If you look at all the potential factors that increase the risk of DCS, the most common factor is circulation. An important part of the process of releasing nitrogen is the efficiency with which the body circulates blood. When you are dehydrated, for example, your blood does not flow as well.

When you are cold, your body limits circulation to your extremities in order to preserve core warmth.

There can be no clear definition of cold because it depends so much on thermal protection. If I am diving 55 degrees with my dry suit and my heavy underwear, I will be toasty warm for quite some time. If I am in a 3 mm wet suit, I will be shivering in minutes.

You have to use some judgment with this.
 
Many of these topics are covered in http://www.scubaboard.com/forums/ba...04882-differences-warm-cold-water-diving.html. Basically, adding 4 m to your dive profile is a way of limiting your time underwater in cold conditions so as to minimize your risk of DCS. Adding depth is not necessary if you and your extremities have not cooled, but be careful - you can easily cool off to a point where a depth penalty is appropriate but you might not notice that you have cooled.

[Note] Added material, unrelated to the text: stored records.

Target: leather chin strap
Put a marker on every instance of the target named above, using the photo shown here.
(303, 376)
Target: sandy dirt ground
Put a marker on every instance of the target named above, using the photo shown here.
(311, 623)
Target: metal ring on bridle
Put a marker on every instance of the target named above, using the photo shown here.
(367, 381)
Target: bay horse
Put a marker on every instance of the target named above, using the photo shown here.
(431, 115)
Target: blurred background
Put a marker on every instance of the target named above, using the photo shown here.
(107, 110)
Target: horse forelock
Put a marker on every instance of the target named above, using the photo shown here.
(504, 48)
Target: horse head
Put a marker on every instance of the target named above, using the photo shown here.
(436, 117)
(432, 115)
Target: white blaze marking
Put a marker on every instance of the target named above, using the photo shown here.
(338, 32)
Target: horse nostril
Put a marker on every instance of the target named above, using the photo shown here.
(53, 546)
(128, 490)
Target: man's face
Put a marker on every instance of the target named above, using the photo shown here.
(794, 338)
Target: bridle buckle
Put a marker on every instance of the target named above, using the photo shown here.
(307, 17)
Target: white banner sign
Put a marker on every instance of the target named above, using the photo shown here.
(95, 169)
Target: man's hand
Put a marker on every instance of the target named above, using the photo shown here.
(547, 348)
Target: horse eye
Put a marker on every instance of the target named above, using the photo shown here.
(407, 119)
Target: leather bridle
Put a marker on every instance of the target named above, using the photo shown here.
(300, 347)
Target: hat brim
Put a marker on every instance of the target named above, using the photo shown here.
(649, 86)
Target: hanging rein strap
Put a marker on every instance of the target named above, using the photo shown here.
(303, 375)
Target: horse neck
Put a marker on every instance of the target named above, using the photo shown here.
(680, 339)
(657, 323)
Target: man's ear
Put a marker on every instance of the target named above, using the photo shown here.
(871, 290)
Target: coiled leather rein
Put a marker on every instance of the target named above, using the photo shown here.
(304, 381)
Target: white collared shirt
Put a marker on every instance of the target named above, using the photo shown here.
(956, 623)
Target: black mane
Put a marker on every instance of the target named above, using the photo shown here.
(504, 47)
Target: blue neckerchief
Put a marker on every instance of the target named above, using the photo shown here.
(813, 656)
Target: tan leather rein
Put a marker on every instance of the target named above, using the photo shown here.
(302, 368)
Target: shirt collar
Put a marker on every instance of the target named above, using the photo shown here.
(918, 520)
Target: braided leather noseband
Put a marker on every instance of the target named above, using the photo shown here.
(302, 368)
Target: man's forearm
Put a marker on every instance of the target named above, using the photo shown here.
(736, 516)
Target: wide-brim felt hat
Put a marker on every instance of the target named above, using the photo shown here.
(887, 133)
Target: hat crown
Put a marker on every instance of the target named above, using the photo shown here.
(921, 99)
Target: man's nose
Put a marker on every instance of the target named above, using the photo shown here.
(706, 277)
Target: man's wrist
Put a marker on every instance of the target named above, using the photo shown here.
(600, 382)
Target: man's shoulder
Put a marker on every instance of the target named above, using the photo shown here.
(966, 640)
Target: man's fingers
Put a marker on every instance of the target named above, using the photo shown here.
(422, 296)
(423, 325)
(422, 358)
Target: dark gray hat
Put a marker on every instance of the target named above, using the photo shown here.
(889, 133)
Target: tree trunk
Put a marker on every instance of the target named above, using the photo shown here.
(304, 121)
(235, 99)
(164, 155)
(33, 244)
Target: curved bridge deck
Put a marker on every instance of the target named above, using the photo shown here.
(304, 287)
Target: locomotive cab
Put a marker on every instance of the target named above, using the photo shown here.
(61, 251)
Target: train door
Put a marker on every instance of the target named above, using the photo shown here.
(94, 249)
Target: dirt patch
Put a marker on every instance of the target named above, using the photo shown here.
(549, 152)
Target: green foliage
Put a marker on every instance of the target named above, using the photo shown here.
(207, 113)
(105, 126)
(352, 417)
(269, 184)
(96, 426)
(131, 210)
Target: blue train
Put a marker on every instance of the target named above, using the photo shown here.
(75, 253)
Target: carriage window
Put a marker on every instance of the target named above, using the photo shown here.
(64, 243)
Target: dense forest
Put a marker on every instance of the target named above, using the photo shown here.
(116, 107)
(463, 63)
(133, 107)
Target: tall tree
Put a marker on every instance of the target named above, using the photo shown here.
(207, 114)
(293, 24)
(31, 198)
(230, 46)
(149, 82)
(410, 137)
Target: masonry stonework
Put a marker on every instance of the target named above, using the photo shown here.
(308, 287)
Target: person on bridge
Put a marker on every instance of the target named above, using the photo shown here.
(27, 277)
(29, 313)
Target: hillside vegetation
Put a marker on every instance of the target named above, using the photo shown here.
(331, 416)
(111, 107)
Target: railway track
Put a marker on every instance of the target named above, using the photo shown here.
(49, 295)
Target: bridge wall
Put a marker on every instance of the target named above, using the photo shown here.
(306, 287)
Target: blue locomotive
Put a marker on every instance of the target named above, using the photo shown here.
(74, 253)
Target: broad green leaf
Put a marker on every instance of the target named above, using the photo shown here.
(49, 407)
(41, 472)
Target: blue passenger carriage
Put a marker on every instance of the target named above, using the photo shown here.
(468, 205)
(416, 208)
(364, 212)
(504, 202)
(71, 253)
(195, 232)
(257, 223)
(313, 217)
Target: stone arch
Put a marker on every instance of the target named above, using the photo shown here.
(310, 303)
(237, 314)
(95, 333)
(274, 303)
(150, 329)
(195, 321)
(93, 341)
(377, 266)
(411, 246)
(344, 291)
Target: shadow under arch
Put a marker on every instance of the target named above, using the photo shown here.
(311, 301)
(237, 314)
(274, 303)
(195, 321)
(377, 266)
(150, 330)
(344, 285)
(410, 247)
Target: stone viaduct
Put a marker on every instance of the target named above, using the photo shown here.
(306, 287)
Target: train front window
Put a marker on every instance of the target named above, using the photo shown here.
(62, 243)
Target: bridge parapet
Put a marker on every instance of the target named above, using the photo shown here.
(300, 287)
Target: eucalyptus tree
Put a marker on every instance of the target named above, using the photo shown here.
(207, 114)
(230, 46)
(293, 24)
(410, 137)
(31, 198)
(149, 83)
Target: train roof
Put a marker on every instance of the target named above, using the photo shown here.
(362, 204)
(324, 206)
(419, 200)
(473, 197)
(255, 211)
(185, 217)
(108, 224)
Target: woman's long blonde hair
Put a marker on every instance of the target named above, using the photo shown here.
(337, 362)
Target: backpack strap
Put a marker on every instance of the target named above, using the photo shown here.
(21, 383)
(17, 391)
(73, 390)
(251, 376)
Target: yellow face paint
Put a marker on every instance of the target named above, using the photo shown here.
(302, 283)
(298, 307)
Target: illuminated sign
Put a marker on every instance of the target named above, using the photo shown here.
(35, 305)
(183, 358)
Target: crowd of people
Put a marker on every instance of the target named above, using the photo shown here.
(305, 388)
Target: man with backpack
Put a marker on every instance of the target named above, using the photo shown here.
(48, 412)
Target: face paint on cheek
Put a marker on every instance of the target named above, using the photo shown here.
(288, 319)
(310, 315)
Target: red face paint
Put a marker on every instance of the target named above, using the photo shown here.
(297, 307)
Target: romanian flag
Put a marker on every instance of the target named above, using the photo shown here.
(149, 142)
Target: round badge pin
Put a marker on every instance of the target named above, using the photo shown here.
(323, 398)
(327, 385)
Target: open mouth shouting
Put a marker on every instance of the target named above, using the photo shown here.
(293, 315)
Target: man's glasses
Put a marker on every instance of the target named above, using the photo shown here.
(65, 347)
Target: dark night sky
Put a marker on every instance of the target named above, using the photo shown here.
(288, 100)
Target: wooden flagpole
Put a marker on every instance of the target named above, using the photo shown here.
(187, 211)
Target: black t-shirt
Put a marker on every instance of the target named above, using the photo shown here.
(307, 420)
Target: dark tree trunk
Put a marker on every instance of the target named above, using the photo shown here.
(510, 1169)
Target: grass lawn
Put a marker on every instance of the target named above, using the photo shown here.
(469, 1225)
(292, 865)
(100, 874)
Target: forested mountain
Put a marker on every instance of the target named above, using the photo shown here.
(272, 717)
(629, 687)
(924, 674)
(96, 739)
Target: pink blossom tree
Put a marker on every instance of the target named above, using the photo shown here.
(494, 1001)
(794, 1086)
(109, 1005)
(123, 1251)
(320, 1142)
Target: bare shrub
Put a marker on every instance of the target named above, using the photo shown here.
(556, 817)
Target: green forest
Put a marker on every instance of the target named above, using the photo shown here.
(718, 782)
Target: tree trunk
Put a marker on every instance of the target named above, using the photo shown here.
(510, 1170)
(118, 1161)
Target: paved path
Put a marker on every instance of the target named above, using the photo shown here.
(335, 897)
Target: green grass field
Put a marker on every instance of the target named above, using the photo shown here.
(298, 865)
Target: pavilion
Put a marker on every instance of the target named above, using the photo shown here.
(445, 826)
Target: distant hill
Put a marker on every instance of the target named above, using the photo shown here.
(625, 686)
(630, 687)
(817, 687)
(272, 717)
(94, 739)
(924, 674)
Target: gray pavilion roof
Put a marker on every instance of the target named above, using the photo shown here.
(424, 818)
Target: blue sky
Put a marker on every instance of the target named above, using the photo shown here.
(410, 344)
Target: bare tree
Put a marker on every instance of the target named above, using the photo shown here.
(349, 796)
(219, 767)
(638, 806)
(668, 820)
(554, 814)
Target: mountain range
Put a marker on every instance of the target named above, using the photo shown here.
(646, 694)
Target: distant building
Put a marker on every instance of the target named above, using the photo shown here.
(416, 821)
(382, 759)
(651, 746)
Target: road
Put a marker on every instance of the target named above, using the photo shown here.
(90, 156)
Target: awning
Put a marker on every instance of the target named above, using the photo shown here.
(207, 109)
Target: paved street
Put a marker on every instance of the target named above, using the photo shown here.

To reiterate what others have written, at the beginning of a dive you are more likely to be warmer than at the end of a dive. Thus, "ongassing" should occur at a near-normal rate as you begin to dive. Near the end of your dive you will be colder, and blood-flow in the extremities will be poorer. The effect of cooler fluids (in cold limbs) holding more dissolved N2 is negligible. However, the decreased perfusion (i.e., delivery of arterial blood to [and from] a capillary bed) will result in your body off-gassing more slowly than at normal body temperatures, increasing the likelihood of the bends. The obvious things to do would be to stay warm, call the dive when you being to feel like you are getting too cool, dive a conservative profile, and take your time when surfacing. Strenuous activity just prior to or during a dive also increases the likelihood of DCS owing to the formation of microbubbles.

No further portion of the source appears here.